My brief for this piece was to present five things to do in New York that don’t involve the Empire State Building. Practically impossible – I’ve already name-checked it twice and we’re under 200 words in… So let’s go against brief for a moment. You HAVE to do the ESB, and not just for the views, which are almost unparalleled (more of which coming). What you tend not to see in the movies is the interior – a knock-your-socks-off feat of Art Deco design. The main thing you don’t see from the ESB is… the ESB. But there’s one place you can go to remedy that – and other things that might ail you if you believe in the restorative qualities of alcohol.
The Top of the Rock is widely billed as having the best 360° views in NY, given that it overlooks the ESB. But it will cost you $27 dollars to get to the observation deck at the summit of the 259m, 70-floor Rockefeller Centre. There are better options… Bar 65 Rockefeller Centre offers the same unobstructed views for the price of a cocktail, which start at $20. That’s the sneaky cheap way to do it, with added booze, but get there early as punters are catching on (it opens at 5pm).
Even when you can do them cheaper, some things you simply have to pay for. But if you’re on a budget, there are plenty of ways to do New York essentials for free.
Looking for Lady Liberty to shine her light on you but don’t want to fork out the $17 to get you up close and personal (plus the cost of the boat fare to get you there)? The Staten Island ferry is your free pass. The big red boats that run a constant Staten Island to-and-from service take you right past Liberty Island, with views every bit as good as those from the Circle Line tour. And did I mention the free-ness?

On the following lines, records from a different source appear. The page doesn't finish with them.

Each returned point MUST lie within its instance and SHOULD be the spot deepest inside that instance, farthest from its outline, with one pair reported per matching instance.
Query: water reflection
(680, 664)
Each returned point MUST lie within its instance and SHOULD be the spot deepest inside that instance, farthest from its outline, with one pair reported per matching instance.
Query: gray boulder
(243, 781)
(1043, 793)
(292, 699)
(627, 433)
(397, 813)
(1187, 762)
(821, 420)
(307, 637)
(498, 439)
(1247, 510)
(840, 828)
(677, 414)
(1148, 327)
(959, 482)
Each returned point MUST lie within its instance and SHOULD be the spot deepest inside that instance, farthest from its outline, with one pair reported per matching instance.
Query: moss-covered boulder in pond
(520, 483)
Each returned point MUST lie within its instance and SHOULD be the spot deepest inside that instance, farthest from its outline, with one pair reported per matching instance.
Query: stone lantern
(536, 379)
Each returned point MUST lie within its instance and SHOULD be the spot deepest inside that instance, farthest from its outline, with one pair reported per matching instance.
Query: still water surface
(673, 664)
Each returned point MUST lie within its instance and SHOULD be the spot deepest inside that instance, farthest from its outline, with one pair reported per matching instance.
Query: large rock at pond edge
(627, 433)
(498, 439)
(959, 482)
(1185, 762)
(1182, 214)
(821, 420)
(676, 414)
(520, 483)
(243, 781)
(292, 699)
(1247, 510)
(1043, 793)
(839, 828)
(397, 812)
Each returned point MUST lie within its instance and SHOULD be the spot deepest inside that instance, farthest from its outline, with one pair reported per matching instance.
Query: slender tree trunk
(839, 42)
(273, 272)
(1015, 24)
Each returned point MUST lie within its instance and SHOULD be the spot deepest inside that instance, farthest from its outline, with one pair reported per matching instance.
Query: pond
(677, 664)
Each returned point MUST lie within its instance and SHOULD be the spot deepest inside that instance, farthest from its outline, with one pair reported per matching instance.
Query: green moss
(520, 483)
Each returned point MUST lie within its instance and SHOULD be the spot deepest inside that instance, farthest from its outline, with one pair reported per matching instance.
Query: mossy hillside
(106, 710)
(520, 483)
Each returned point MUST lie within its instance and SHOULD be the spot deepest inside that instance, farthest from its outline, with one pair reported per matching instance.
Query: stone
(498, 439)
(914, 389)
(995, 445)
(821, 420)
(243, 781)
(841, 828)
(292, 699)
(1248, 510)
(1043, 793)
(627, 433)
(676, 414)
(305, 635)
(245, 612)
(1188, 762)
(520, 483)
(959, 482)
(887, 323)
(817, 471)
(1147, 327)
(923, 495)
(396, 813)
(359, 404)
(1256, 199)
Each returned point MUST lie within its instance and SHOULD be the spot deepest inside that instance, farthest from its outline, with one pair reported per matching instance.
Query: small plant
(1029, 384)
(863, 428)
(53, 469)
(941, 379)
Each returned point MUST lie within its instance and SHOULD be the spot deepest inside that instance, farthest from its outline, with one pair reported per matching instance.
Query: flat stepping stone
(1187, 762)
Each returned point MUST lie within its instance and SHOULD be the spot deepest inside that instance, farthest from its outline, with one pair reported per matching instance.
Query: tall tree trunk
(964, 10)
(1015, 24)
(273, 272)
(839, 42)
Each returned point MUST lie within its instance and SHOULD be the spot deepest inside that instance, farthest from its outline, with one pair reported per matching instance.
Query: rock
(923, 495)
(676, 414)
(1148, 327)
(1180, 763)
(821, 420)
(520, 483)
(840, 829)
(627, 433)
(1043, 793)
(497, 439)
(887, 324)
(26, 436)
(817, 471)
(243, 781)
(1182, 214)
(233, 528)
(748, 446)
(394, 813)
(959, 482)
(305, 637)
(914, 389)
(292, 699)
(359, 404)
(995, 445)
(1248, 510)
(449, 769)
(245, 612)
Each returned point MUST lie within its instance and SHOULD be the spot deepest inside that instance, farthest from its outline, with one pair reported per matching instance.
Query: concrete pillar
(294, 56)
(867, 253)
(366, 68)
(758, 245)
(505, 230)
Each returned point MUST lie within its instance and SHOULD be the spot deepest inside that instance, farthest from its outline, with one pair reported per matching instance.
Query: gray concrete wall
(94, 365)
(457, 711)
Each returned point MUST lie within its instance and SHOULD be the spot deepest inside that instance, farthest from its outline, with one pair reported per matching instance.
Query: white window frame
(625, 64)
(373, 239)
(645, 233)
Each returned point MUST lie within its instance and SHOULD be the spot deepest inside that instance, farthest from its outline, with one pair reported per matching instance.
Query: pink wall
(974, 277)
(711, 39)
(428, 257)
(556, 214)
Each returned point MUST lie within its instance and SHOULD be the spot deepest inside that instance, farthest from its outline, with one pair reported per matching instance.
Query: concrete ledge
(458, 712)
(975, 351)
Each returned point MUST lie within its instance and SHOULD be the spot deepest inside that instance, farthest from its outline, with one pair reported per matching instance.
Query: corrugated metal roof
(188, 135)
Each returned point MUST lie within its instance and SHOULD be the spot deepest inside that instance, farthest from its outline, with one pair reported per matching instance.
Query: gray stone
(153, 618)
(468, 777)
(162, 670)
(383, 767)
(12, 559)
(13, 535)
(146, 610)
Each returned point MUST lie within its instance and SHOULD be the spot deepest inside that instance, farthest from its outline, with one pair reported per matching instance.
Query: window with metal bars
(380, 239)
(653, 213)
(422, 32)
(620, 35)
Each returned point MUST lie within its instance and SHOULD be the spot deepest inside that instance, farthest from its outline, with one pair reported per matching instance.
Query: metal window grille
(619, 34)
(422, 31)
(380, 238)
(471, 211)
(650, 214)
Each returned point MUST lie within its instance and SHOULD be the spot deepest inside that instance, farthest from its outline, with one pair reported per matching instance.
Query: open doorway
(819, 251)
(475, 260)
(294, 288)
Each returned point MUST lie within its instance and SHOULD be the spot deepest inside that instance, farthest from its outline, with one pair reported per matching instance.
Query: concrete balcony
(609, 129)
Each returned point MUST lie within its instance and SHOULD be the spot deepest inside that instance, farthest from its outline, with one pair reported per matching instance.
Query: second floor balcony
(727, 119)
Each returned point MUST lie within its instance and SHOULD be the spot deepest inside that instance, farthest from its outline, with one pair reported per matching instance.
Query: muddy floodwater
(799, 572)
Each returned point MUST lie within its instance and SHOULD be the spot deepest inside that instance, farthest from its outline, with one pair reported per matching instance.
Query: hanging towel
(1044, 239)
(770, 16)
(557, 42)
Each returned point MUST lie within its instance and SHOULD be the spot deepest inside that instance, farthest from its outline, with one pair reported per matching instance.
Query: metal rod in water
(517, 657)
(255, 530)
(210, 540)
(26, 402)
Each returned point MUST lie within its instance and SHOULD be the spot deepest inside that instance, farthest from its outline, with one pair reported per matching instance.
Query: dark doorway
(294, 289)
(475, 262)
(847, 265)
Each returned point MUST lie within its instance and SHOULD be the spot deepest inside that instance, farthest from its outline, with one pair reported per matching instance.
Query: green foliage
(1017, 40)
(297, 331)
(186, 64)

Need more of an Art Deco fix than Midtown’s ESB or Rockefeller Centre can deliver? Get your walking shoes on and head to nearby Grand Central station, with its fabulous vaulted ceiling, while just over the road the Chrysler Building rises up from its central lobby, Deco down to the floor tiles. Free, free, free.
Central Park? Free. But lord knows we’ve all seen enough of that on TV, so give your imagination a break and head to Chelsea where the High Line beckons – a one-and-a-half mile elevated section of a disused railway spur, redesigned and planted as an aerial park. It’ll give you views over Liberty Island too if you jump on near Chelsea Market, the giant urban food centre that’s as much a feast for the eyes as it is for the appetite. You don’t have to pay to look…
Not too far away there’s another feast for the eyes in the shape of the Flat Iron building. Indeed, it’s its shape that draws the crowds – an odd triangular effort that soars above Madison Square park (one of many New York spaces described as a ‘park’ that wouldn’t stand muster under a UK definition – mostly handkerchief-sized squares of scrubland with a smattering of benches), where you can admire the architecture over a Shake Shack burger at the original site of the chain that evolved from a hot dog-cart.
Which brings us on to ways of sustaining your calorific intake as you navigate those blocks that all look so tantalisingly close to one another on the map. If you’ve got deep pockets and like fine-dining, New York has no shortage of Michelin-starred eateries and popular brunch bars – but book ahead. If you’re dollar-light the choices aren’t lacking either – except in actual nutritional content.
Budget eating is as lacking in greenery as the parks, although we did see an egg-white omelette with broccoli go out of our favourite breakfast diner on one occasion. Indeed, 24-hour diners are cheap enough to be cheerful at any meal, as long as you only want to eat eggs, whether they’re over-easy, scrambled, boiled or whipped up into a pancake.
Most hotels, certainly in Midtown, don’t do breakfast, so diners are a good bet here. And if you happen to be heading back to your hotel, drunk after a night in one of those Irish bars? There’s no end of pizza joints that’ll serve you up a mega slice of your favourite toppings for a small amount of cash. You won’t remember the exact cost and you’ll probably wake up to pizza crusts at the foot of your bed, but at least you’ll have lined your stomach. Albeit after the event.